# General > Recipes >  Turkey Butterfly Breast

## greenasiamcabbagelooking

Has anyone got a nice technique/recipe for cooking a 10lb butterfly turkey breast ?

many thanks and merry christmas !!

----------


## dragonfly

put it in a roasting dish, cover with butter (only need a smear) and bacon, cover with foil and shove in the oven, lowish heat and long cook, take foil off when nearly done to crisp up bacon and turn turkey browner

Simple

----------


## greenasiamcabbagelooking

thanks Dragonfly, just to add that the butterfly breast is boned, 
i just nodded dumbly in bews when he told me the crown would be 'butterfly'  :: 

it's a big blob of a thing, can i roll and tie it ? maybe stuff it ?  
google isn't coming to my rescue !

wish it was summer, it'd be great on the barbeque !!

----------


## dragonfly

I thought a butterfly came with bones removed and they tied it back up into the boned shape  ::   a crown is the legs chopped off so its just the body you have to cook

sure someone will be along shortly with a tasty way of doing it

just to add, I never stuff my turkeys as takes longer to cook that way, I have put in an onion and a halved lemon before and that gives a nice aroma/taste

----------


## greenasiamcabbagelooking

> I thought a butterfly came with bones removed and they tied it back up into the boned shape


you're right except for the tied up bit, it's splayed, breasts oot so to speak  :Wink: 

talkin of breasts, where's Nigella this year ?

----------


## toodiemac

Just cook it as Dragonfly said - it's much easier than a whole turkey really.  I wouldn't splay it flat though, push the breasts together before putting it in the tin (or tie it if it keeps collapsing).

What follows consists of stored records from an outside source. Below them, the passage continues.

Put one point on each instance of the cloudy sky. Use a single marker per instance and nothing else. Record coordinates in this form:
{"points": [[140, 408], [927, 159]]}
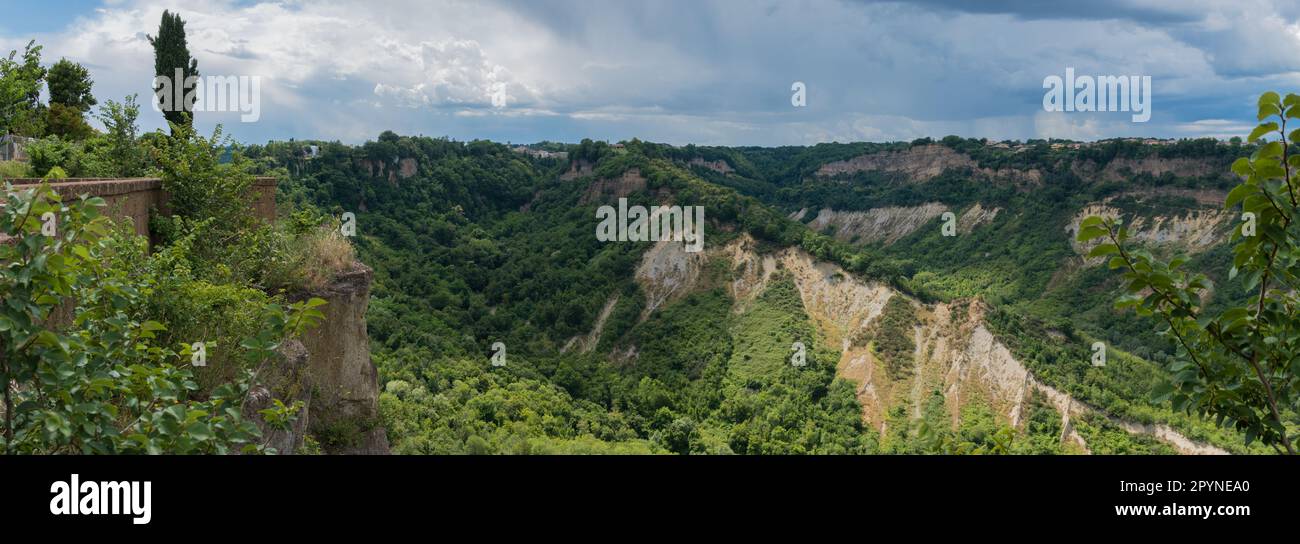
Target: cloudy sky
{"points": [[715, 72]]}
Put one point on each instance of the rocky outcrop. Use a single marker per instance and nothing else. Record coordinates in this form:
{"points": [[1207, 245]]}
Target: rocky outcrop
{"points": [[285, 380], [1123, 168], [893, 223], [612, 189], [888, 224], [399, 169], [921, 163], [341, 379], [1194, 232], [716, 165], [954, 352], [577, 168]]}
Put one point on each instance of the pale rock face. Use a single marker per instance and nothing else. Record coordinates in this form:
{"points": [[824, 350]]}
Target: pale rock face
{"points": [[923, 163], [341, 376], [888, 224], [956, 353], [891, 224], [716, 165], [614, 189], [286, 381], [1195, 232]]}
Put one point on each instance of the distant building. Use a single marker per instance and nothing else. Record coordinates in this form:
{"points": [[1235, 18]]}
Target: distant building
{"points": [[540, 154], [12, 147]]}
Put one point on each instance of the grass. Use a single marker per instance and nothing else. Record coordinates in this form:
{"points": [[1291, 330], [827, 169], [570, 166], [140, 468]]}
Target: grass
{"points": [[13, 168]]}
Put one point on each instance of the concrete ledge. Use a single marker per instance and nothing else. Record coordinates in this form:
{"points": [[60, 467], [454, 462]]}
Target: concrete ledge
{"points": [[134, 198]]}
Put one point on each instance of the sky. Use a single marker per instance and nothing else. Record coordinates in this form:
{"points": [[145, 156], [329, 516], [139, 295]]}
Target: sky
{"points": [[705, 72]]}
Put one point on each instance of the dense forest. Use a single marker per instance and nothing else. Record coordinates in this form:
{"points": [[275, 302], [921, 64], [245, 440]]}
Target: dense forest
{"points": [[475, 244]]}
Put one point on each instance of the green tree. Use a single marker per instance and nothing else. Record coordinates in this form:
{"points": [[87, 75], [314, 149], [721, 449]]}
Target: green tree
{"points": [[20, 91], [69, 100], [70, 85], [1242, 365], [124, 152], [87, 374], [172, 61]]}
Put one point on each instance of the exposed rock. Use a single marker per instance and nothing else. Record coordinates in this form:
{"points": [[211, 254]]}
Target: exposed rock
{"points": [[1123, 168], [922, 163], [577, 168], [716, 165], [974, 216], [888, 224], [667, 272], [286, 380], [343, 381], [1195, 232], [586, 342], [614, 189]]}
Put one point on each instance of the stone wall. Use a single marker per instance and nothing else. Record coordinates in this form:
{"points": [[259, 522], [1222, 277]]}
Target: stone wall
{"points": [[133, 198]]}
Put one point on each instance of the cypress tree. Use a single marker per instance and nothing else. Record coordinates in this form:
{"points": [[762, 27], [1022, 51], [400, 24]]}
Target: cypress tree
{"points": [[170, 52]]}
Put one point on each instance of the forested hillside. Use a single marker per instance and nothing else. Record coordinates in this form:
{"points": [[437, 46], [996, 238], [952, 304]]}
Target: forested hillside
{"points": [[640, 348]]}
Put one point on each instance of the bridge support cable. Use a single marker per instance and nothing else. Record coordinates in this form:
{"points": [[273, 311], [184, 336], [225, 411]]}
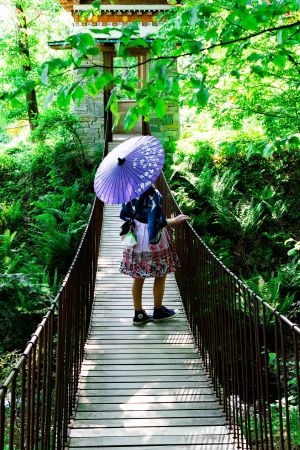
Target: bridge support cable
{"points": [[37, 399], [251, 352]]}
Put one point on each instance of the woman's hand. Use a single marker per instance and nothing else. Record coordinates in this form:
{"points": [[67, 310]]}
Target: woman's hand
{"points": [[178, 219]]}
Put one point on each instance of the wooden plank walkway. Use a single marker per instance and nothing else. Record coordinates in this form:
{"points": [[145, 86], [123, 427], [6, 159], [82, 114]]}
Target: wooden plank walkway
{"points": [[141, 387]]}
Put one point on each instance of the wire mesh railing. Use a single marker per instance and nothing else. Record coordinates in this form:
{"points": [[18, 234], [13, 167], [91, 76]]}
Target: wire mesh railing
{"points": [[37, 399], [251, 352]]}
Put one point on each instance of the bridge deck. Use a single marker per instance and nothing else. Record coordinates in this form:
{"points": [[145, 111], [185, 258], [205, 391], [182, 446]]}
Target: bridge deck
{"points": [[141, 387]]}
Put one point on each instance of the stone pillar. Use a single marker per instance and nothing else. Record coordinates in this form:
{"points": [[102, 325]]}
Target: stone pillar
{"points": [[91, 114]]}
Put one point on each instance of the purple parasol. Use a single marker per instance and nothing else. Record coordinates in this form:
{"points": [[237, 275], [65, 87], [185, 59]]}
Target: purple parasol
{"points": [[129, 170]]}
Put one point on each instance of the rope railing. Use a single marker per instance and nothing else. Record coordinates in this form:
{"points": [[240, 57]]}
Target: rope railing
{"points": [[37, 399], [250, 351]]}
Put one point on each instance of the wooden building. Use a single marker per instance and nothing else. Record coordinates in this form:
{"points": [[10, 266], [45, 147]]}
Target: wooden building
{"points": [[117, 14]]}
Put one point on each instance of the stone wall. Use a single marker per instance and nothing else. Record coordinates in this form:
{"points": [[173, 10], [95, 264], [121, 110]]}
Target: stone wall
{"points": [[167, 129], [91, 113]]}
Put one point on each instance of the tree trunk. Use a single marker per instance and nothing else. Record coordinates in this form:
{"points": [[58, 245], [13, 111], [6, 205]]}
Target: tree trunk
{"points": [[31, 98]]}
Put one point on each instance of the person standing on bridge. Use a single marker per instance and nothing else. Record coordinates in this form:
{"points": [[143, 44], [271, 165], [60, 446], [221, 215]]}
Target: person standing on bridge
{"points": [[126, 175], [152, 253]]}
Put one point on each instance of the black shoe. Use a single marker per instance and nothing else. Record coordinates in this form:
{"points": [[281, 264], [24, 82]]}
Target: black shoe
{"points": [[163, 313], [141, 317]]}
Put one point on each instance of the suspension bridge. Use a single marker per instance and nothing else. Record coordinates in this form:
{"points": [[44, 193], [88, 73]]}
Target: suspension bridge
{"points": [[89, 379]]}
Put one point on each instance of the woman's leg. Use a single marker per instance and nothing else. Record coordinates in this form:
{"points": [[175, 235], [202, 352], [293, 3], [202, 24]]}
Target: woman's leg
{"points": [[137, 292], [158, 290]]}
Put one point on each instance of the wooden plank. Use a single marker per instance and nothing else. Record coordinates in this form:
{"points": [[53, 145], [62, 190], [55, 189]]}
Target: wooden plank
{"points": [[134, 380], [117, 385], [146, 407], [147, 423], [201, 446], [160, 414], [143, 434], [141, 387], [142, 374], [146, 398]]}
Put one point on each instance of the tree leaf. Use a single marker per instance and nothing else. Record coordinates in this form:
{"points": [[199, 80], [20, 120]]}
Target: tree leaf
{"points": [[202, 97]]}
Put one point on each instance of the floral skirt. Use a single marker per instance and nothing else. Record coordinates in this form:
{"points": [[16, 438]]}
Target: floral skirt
{"points": [[146, 260]]}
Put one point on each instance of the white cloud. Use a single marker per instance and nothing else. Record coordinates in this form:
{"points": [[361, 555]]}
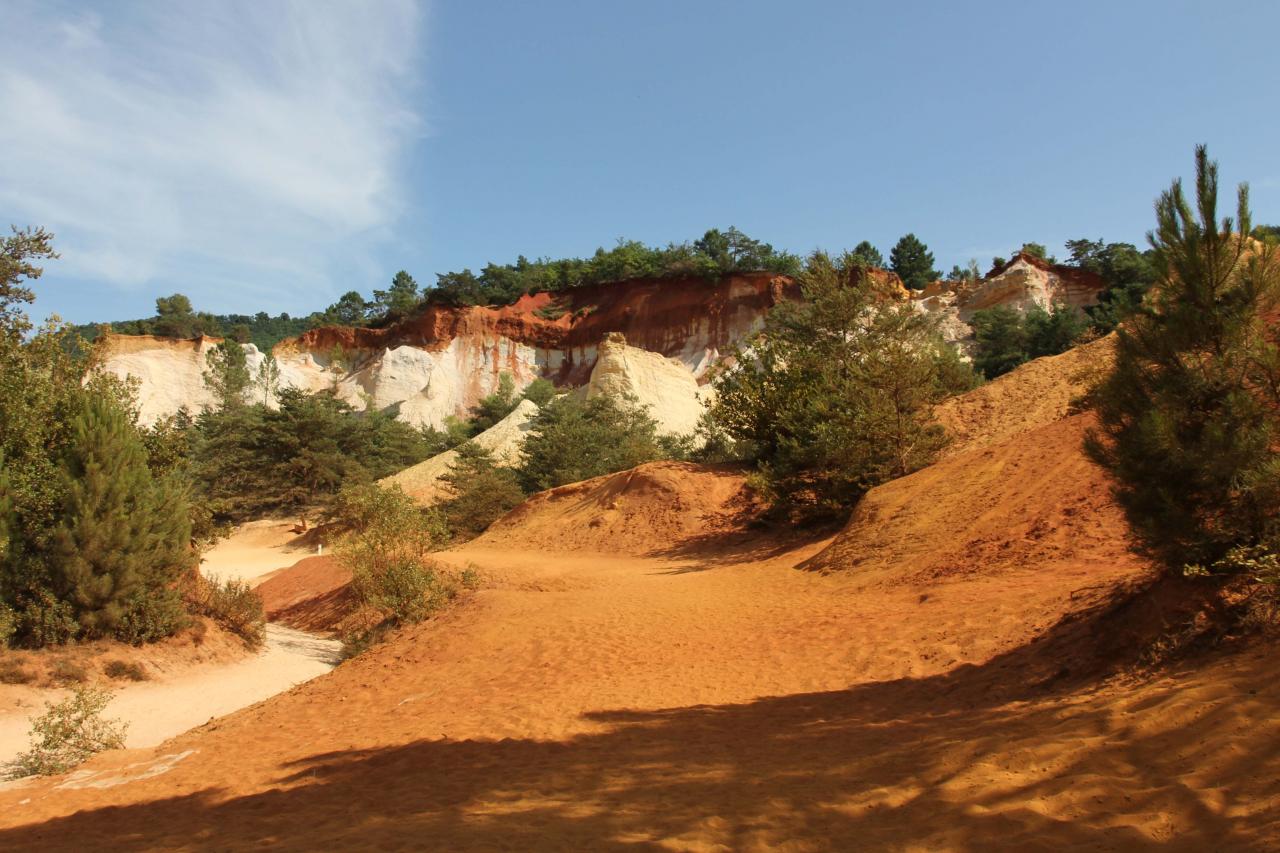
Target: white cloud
{"points": [[219, 147]]}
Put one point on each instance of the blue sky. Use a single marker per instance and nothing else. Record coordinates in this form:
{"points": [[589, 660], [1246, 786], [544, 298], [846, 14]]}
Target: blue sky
{"points": [[273, 155]]}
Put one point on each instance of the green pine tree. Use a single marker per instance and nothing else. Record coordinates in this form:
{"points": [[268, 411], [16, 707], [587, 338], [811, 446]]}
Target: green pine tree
{"points": [[481, 491], [913, 261], [228, 377], [867, 255], [123, 538], [1188, 418]]}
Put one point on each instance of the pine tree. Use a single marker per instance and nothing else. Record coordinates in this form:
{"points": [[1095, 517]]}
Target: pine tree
{"points": [[483, 491], [1188, 418], [836, 392], [228, 377], [401, 297], [867, 255], [913, 261], [123, 537]]}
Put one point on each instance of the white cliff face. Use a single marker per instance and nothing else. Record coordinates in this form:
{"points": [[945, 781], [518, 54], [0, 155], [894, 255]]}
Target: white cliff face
{"points": [[169, 374], [504, 439], [425, 384], [667, 387], [1020, 284]]}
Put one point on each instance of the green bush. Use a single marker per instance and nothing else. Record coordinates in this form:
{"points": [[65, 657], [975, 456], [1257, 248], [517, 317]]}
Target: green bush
{"points": [[232, 603], [835, 395], [385, 546], [252, 461], [69, 733], [12, 671], [1005, 338], [123, 538], [574, 439]]}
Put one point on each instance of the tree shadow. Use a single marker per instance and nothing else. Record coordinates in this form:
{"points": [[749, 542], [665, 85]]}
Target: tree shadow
{"points": [[1000, 756]]}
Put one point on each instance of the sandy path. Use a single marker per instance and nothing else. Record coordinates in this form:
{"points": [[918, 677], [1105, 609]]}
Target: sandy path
{"points": [[604, 702], [254, 551], [159, 711]]}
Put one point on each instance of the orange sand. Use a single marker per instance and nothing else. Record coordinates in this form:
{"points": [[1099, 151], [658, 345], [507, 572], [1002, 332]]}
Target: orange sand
{"points": [[627, 679]]}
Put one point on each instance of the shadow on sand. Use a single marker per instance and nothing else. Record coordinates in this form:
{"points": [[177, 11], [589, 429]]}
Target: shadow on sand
{"points": [[1000, 756]]}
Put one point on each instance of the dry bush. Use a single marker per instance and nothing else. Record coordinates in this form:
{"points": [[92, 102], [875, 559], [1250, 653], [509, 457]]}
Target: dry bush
{"points": [[231, 603], [69, 733], [132, 671], [68, 671], [12, 671]]}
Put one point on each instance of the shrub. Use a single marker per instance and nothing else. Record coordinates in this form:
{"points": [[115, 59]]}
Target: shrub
{"points": [[69, 733], [129, 670], [481, 491], [574, 439], [1188, 416], [68, 671], [232, 603], [8, 624], [12, 671], [385, 550], [835, 395]]}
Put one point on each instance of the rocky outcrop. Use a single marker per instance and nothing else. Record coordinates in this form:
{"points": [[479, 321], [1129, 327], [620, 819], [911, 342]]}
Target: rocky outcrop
{"points": [[663, 386], [169, 374], [442, 361], [504, 439], [1022, 283]]}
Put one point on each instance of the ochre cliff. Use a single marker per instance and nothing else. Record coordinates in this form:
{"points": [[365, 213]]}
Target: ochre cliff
{"points": [[442, 361]]}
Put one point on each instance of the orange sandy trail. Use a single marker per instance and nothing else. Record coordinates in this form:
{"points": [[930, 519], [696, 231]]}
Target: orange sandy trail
{"points": [[717, 698]]}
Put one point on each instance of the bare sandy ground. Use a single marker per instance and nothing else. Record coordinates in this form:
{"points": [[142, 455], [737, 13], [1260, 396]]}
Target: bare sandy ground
{"points": [[638, 674], [255, 550]]}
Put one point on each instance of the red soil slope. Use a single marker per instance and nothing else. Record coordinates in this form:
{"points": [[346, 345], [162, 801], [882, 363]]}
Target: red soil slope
{"points": [[936, 690], [650, 509], [311, 594]]}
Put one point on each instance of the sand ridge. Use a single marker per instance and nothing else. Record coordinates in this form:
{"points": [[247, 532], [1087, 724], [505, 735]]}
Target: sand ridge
{"points": [[639, 671]]}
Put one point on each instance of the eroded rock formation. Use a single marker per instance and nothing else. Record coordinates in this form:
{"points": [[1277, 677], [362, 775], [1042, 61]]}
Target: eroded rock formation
{"points": [[672, 332]]}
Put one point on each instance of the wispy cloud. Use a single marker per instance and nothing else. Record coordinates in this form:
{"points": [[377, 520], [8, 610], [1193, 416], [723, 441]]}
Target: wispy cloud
{"points": [[223, 147]]}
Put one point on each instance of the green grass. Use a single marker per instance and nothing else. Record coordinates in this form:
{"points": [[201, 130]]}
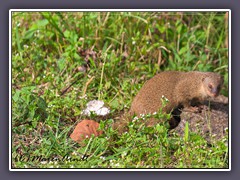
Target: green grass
{"points": [[120, 51]]}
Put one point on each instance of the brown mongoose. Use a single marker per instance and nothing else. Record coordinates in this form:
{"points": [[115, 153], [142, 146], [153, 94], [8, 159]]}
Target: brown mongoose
{"points": [[182, 89]]}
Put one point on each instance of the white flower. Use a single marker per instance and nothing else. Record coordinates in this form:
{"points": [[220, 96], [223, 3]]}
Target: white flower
{"points": [[43, 162], [97, 107]]}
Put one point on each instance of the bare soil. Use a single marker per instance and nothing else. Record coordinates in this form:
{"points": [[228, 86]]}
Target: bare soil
{"points": [[211, 122]]}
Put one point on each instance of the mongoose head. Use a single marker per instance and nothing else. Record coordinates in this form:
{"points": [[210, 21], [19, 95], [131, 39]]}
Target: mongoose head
{"points": [[212, 84]]}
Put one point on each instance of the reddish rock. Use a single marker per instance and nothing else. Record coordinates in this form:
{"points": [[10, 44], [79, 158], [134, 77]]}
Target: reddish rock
{"points": [[85, 129]]}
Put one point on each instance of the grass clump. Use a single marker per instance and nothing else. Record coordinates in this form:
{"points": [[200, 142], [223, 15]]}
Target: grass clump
{"points": [[109, 55]]}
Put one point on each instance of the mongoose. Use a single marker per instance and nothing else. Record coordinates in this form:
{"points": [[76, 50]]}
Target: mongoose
{"points": [[182, 89]]}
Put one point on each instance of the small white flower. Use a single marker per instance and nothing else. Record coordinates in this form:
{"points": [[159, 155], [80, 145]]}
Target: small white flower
{"points": [[25, 46], [96, 107], [74, 153], [43, 162]]}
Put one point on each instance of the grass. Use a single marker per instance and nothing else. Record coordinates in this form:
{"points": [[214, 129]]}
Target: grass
{"points": [[109, 55]]}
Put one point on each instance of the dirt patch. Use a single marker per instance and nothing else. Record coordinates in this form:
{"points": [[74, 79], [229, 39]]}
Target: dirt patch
{"points": [[211, 122]]}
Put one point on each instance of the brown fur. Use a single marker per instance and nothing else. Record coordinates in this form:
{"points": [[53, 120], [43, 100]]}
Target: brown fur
{"points": [[182, 89]]}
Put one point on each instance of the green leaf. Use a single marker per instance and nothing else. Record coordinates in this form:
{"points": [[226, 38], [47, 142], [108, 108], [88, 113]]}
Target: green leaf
{"points": [[186, 132]]}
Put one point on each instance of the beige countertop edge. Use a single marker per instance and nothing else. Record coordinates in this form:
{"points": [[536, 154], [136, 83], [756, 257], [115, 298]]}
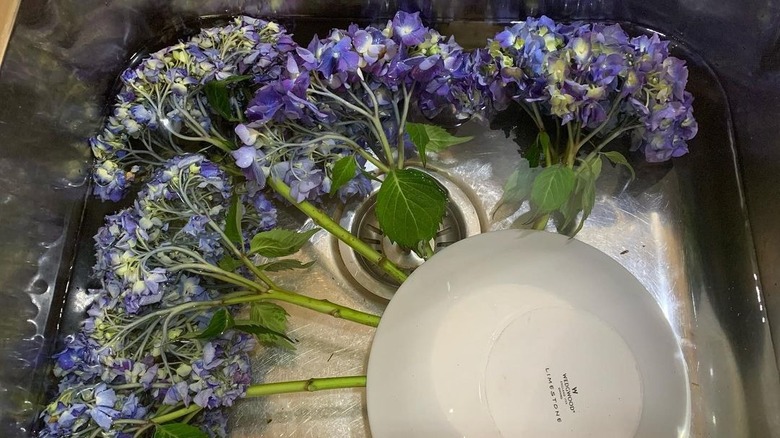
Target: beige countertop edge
{"points": [[8, 9]]}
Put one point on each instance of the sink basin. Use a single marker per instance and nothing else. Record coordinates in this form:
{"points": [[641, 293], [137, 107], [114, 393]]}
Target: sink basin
{"points": [[681, 228]]}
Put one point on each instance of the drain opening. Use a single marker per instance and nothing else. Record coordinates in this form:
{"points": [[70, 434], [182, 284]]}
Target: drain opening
{"points": [[461, 220]]}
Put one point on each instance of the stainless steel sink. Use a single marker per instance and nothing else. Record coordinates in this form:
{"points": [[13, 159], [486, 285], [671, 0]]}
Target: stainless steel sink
{"points": [[683, 229]]}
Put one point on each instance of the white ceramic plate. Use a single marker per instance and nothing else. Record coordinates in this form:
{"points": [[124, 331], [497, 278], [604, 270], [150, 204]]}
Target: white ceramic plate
{"points": [[525, 334]]}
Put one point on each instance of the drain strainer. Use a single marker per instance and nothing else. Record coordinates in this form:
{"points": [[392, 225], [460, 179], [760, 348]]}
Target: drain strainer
{"points": [[461, 220]]}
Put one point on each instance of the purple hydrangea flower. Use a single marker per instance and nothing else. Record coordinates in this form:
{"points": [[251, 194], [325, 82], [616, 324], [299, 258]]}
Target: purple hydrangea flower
{"points": [[306, 181], [409, 28]]}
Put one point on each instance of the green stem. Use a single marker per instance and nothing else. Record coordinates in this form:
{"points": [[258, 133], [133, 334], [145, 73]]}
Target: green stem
{"points": [[402, 125], [540, 223], [323, 306], [571, 148], [310, 385], [322, 219], [601, 126], [263, 389], [160, 419], [613, 136]]}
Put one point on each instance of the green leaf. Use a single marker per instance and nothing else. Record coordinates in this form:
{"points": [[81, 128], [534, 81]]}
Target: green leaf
{"points": [[218, 96], [552, 188], [233, 220], [279, 242], [229, 264], [274, 317], [270, 315], [235, 79], [259, 330], [343, 171], [432, 138], [410, 206], [178, 430], [619, 160], [583, 199], [220, 322], [544, 141], [517, 188], [533, 153], [284, 265]]}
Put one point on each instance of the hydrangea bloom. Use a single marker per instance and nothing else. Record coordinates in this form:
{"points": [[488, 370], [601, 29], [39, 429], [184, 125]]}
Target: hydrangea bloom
{"points": [[162, 104], [593, 74], [114, 370], [350, 93]]}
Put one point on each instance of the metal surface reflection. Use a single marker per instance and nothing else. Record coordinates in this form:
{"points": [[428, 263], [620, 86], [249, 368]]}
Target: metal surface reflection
{"points": [[683, 230]]}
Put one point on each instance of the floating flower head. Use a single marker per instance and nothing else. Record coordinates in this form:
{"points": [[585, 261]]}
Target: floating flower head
{"points": [[163, 103], [593, 75]]}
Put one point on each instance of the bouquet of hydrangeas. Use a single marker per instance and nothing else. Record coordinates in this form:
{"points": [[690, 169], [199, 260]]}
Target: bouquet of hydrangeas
{"points": [[583, 85], [337, 116], [207, 135]]}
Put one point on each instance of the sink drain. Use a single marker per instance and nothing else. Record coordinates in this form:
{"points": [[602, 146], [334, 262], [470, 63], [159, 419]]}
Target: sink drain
{"points": [[461, 220]]}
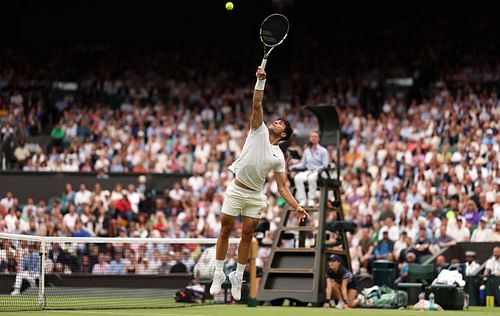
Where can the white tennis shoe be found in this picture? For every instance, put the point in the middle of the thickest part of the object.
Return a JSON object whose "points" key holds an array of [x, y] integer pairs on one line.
{"points": [[235, 285], [219, 278]]}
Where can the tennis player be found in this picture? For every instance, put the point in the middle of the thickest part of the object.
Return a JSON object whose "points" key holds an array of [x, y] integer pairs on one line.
{"points": [[260, 155]]}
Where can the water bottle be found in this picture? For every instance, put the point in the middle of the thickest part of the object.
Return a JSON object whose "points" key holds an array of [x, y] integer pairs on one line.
{"points": [[421, 301], [431, 302], [482, 294]]}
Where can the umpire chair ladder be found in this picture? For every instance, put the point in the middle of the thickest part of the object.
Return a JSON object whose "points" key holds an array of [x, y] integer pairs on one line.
{"points": [[297, 272]]}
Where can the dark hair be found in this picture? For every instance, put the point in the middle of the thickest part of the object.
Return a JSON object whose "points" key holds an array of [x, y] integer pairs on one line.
{"points": [[288, 129]]}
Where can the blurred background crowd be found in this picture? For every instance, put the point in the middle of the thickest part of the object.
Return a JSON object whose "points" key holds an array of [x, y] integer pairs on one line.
{"points": [[419, 150]]}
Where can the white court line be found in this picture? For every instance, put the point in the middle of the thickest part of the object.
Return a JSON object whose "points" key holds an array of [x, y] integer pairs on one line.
{"points": [[120, 313]]}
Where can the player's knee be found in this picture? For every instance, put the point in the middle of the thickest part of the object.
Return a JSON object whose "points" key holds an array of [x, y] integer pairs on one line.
{"points": [[247, 234], [225, 231]]}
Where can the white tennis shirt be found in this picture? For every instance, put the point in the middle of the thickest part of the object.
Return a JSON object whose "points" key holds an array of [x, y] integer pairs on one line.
{"points": [[258, 157]]}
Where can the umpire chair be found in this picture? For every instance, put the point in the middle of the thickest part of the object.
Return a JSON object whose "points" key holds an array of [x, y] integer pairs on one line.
{"points": [[296, 270]]}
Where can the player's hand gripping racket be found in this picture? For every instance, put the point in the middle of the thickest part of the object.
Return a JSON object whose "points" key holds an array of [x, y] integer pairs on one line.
{"points": [[273, 32]]}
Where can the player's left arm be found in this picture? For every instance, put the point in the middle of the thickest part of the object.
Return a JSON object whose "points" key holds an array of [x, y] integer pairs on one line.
{"points": [[281, 180], [258, 95]]}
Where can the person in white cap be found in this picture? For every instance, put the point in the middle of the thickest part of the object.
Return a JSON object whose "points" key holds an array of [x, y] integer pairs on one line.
{"points": [[471, 265], [482, 233]]}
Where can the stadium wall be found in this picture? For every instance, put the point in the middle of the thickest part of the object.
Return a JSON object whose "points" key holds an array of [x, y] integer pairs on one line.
{"points": [[43, 185]]}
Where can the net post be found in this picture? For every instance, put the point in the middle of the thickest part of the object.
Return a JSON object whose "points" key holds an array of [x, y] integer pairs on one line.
{"points": [[41, 280], [252, 297]]}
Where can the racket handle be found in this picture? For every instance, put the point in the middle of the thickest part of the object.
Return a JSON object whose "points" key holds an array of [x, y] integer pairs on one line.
{"points": [[263, 64]]}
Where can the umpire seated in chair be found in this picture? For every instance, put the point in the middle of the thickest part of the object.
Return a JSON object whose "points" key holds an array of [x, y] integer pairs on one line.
{"points": [[314, 159]]}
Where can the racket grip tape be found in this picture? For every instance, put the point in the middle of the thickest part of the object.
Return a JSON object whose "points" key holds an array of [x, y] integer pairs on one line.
{"points": [[263, 64]]}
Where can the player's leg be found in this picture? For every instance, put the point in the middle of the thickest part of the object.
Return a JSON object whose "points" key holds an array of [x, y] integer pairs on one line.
{"points": [[328, 292], [337, 292], [351, 297], [300, 189], [312, 180], [227, 223], [236, 277]]}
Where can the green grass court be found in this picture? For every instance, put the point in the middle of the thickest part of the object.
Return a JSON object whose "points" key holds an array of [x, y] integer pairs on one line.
{"points": [[242, 310]]}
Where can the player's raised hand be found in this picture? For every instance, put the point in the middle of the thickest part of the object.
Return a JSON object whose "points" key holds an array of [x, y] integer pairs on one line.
{"points": [[261, 73], [301, 213]]}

I usually give it 20 mins per pound plus 20 mins extra (at about 170 degrees) - Bews were giving out free meat thermometers today though so that will take the hassle out of the timing.

I cover it in butter and streaky bacon, then quarter a lemon and an onion and put that in the tin too before covering tightly with foil - it makes the gravy really tasty.

It's so much easier to carve than a whole turkey and there is no waste.

----------